Gotcha: System.IO.GetInvalidPathChars result not guaranteed

at System.IO.Path.GetInvalidPathChars one reads:

The array returned from this method is not guaranteed to contain the complete set of characters that are invalid in file and directory names

note: can also call this method from non-trusted Silverlight app – not as Intellisense tooltip wrongly says in Visual Studio 2013 with Silverlight 5.1

I just found out about this the hard way (since DotNetZip library was failing at SelectFiles to open .zip files that it had before successfully saved with item filenames containing colons). So I had to update my ReplaceInvalidFileNameChars string extension method to also replace/remove invalid characters such as the colon, wildcard characters (* and ?) and double quote.

    public static string ReplaceInvalidFileNameChars(
      this string s, 
      string replacement = "")
    {
      return Regex.Replace(s,
        "[" + Regex.Escape(
          Path.VolumeSeparatorChar +
          Path.DirectorySeparatorChar +
          Path.AltDirectorySeparatorChar +
          ":" + //added to cover Windows & Mac in case code is run on UNIX
          "\\" + //added for future platforms "/" + //same as previous one
          "<" +
          ">" +
          "|" +
          "\b" +
          "" +
          "\t" + //based on characters not allowed on Windows
          new string(Path.GetInvalidPathChars()) + //seems to miss *, ? and "
          "*" +
          "?" +
          "\""
          ) + "]",
        replacement, //can even use a replacement string of any length
        RegexOptions.IgnoreCase);
        //not using System.IO.Path.InvalidPathChars (deprecated insecure API)
    }

Useful to know:

System.IO.Path.VolumeSeparatorChar

slash ("/") on UNIX, and a backslash ("\") on the Windows and Macintosh operating systems

 

System.IO.Path.DirectorySeparatorChar

slash ("/") on UNIX, and a backslash ("\") on the Windows and Macintosh operating systems

 

System.IO.Path.AltDirectorySeparatorChar

backslash (‘\’) on UNIX, and a slash (‘/’) on Windows and Macintosh operating systems

More info on illegal characters at various operating systems can be found at:

http://support.grouplogic.com/?p=1607

HowTo: Remove invalid filename characters in .NET

In ClipFlair Studio I use DotNetZip (Ionic.Zip) library for storing components (like the activity and its nested child components) to ZIP archives (.clipflair or .clipflair.zip files). Inside the ZIP archive its child components have their own .clipflair.zip file and so on (so that you could even nest activities at any depth) which construct their filename based on the component’s Title and ID (a GUID)

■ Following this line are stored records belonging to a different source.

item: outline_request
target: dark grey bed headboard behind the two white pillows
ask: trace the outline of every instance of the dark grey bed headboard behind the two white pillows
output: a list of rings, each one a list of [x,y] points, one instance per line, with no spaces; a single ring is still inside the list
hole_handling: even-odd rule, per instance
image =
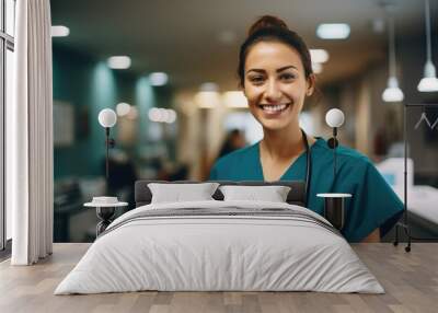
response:
[[[210,181],[212,182],[212,181]],[[246,185],[246,186],[269,186],[269,185],[280,185],[280,186],[289,186],[291,189],[287,197],[287,202],[291,205],[304,206],[304,182],[300,181],[281,181],[281,182],[254,182],[254,181],[244,181],[244,182],[230,182],[230,181],[215,181],[221,185]],[[149,183],[172,183],[172,184],[194,184],[199,182],[194,181],[176,181],[176,182],[165,182],[165,181],[147,181],[140,179],[136,182],[135,185],[135,200],[136,208],[145,205],[149,205],[152,199],[152,194],[148,188]],[[223,200],[222,193],[218,189],[212,197],[216,200]]]

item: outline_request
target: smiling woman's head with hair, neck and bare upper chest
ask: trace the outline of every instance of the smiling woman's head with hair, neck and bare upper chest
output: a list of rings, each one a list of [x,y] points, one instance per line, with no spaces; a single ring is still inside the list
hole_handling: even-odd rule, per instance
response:
[[[304,150],[299,114],[315,81],[309,49],[281,20],[263,16],[241,47],[238,74],[250,111],[264,129],[264,178],[277,181]]]

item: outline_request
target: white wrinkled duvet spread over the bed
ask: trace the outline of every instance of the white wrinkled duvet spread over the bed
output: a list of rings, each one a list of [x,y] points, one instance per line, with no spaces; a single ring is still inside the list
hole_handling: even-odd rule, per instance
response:
[[[160,209],[290,209],[306,219],[188,216],[132,219]],[[273,210],[275,211],[275,210]],[[322,291],[383,293],[328,223],[298,206],[261,201],[155,204],[116,219],[55,294],[159,291]]]

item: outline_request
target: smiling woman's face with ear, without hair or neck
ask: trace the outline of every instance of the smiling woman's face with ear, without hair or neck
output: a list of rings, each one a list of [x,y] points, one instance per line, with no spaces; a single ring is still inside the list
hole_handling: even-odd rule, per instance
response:
[[[261,42],[250,48],[243,91],[250,111],[265,129],[279,130],[299,123],[314,78],[306,79],[298,51],[278,42]]]

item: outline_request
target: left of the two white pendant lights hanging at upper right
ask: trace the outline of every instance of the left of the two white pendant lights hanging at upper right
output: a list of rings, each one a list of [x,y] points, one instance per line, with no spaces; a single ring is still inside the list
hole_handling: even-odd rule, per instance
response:
[[[388,86],[382,93],[382,100],[384,102],[401,102],[404,98],[403,91],[399,88],[399,80],[396,79],[395,70],[395,31],[394,20],[392,16],[389,18],[389,78]]]

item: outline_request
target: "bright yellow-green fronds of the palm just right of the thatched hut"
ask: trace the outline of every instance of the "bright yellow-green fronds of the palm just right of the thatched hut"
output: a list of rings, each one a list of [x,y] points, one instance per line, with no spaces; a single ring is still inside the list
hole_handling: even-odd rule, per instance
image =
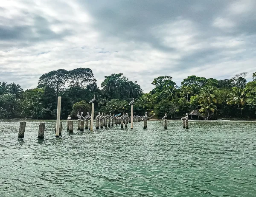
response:
[[[199,94],[199,103],[218,103],[218,91],[215,87],[206,85],[205,87],[201,88],[201,93]]]

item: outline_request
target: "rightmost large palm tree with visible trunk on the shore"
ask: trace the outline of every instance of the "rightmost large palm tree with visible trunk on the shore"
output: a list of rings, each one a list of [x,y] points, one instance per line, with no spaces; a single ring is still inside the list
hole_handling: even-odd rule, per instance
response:
[[[227,104],[238,105],[238,109],[241,111],[242,116],[242,107],[246,102],[246,96],[244,89],[235,87],[233,90],[227,95],[229,98],[227,99]]]

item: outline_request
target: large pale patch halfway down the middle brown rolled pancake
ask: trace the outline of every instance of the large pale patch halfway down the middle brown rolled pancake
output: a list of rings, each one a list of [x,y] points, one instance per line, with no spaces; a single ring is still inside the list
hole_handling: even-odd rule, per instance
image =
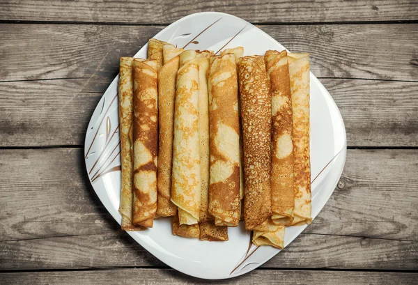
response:
[[[215,146],[219,153],[231,162],[240,161],[240,137],[237,132],[228,125],[218,123],[217,134],[215,134]]]

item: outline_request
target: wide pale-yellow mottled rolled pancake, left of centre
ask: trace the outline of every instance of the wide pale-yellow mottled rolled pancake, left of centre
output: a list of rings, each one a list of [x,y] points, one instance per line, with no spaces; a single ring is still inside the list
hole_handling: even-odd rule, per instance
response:
[[[174,111],[171,201],[180,224],[196,224],[200,215],[199,61],[194,50],[180,54]]]

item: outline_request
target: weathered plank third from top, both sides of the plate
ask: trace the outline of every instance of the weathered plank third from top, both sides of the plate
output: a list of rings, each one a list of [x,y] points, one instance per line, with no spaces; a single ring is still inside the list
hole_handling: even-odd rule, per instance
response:
[[[418,82],[321,82],[339,106],[348,146],[417,146]],[[107,84],[107,79],[0,83],[0,146],[84,144]]]

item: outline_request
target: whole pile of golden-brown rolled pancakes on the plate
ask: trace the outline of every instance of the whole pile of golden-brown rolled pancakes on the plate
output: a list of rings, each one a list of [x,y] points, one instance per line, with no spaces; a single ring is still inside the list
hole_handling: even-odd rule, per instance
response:
[[[243,54],[150,39],[121,58],[122,229],[172,216],[173,235],[221,241],[243,219],[283,248],[311,222],[309,54]]]

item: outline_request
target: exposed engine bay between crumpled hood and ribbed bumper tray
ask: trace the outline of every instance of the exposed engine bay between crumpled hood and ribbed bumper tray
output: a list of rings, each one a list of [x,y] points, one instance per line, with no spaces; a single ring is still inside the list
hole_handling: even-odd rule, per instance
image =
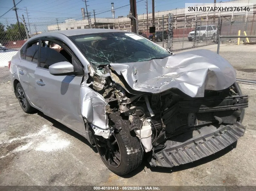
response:
[[[153,150],[153,154],[168,148],[167,140],[186,132],[210,127],[216,134],[220,127],[237,124],[248,107],[248,96],[241,95],[236,83],[224,90],[205,90],[204,97],[190,97],[178,88],[152,94],[129,89],[109,65],[96,69],[89,66],[89,71],[88,87],[105,99],[106,113],[120,112],[130,124],[130,131],[141,140],[144,151]],[[99,128],[96,126],[96,130]],[[108,128],[111,134],[114,129]],[[158,166],[154,162],[151,165]]]

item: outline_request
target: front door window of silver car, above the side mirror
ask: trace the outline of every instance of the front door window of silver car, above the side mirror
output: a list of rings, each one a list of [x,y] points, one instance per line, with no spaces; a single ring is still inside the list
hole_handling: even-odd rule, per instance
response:
[[[58,44],[52,41],[41,41],[40,67],[49,68],[57,62],[72,62],[71,56]]]

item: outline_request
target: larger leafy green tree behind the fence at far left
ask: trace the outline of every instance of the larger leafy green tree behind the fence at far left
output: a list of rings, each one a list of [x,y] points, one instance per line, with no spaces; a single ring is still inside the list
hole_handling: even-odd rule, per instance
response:
[[[22,22],[20,22],[20,29],[18,27],[18,22],[16,24],[7,25],[6,37],[8,40],[24,40],[27,36]]]

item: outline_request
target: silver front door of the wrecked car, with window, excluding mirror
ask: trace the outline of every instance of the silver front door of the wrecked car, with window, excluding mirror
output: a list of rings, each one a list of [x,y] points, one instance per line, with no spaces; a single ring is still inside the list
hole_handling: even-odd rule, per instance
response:
[[[75,71],[82,70],[82,66],[77,67],[79,62],[74,54],[63,48],[61,54],[58,52],[58,46],[51,47],[51,43],[51,40],[41,40],[40,63],[35,71],[37,102],[45,115],[71,129],[85,133],[80,107],[80,84],[83,75],[52,75],[48,70],[49,65],[63,61],[75,64]]]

However, when the component Title used characters like " (double-quote) which are not allowed in filenames, then although Ionic.Zip created the archive with the double-quotes in the nested .clipflair.zip filenames, when trying to load those ZipEntries into a memory stream it failed. Obviously I had to filter those invalid filename characters (I opted to remove them to make those ZipEntry filenames a bit more readable/smaller).

So I added one more extension method for string type at StringExtensions static class (Utils.Silverlight project), based on info gathered from the links from related stackoverflow question. To calculated version of a string s without invalid file name characters, one can do s.ReplaceInvalidFileNameChars() or optionally pass a replacement token parameter (a string) to insert at the position of each char removed.

public static string ReplaceInvalidFileNameChars(this string s,
  string replacement = "")
{
  return Regex.Replace(s,
    "[" + Regex.Escape(new String(System.IO.Path.GetInvalidPathChars())) + "]",
    replacement, //can even use a replacement string of any length
    RegexOptions.IgnoreCase);
    //not using System.IO.Path.InvalidPathChars (deprecated insecure API)
}

For more info on Regular Expressions see http://www.regular-expressions.info/ and http://msdn.microsoft.com/en-us/library/hs600312.aspx

BTW, note that to convert the char[] returned by System.IO.Path.GetInvalidPathChars() to string we use new String(System.IO.Path.GetInvalidPathChars()).

It’s unfortunate that one can’t use ToString() method of char[] (using Visual Studio to go to definition of char[].ToString() takes us to Object.ToString() which means the array types don’t overload the virtual ToString() method of Object class to return something useful).

Another thing to note is that we don’t use System.IO.Path.InvalidPathChars field which is deprecated for security reasons, but use System.IO.Path.GetInvalidPathChars() method instead. MSDN explains the security issue, so better avoid that insecure API to be safe:

Do not use InvalidPathChars if you think your code might execute in the same application domain as untrusted code. InvalidPathChars is an array, so its elements can be overwritten. If untrusted code overwrites elements of InvalidPathChars, it might cause your code to malfunction in ways that could be exploited.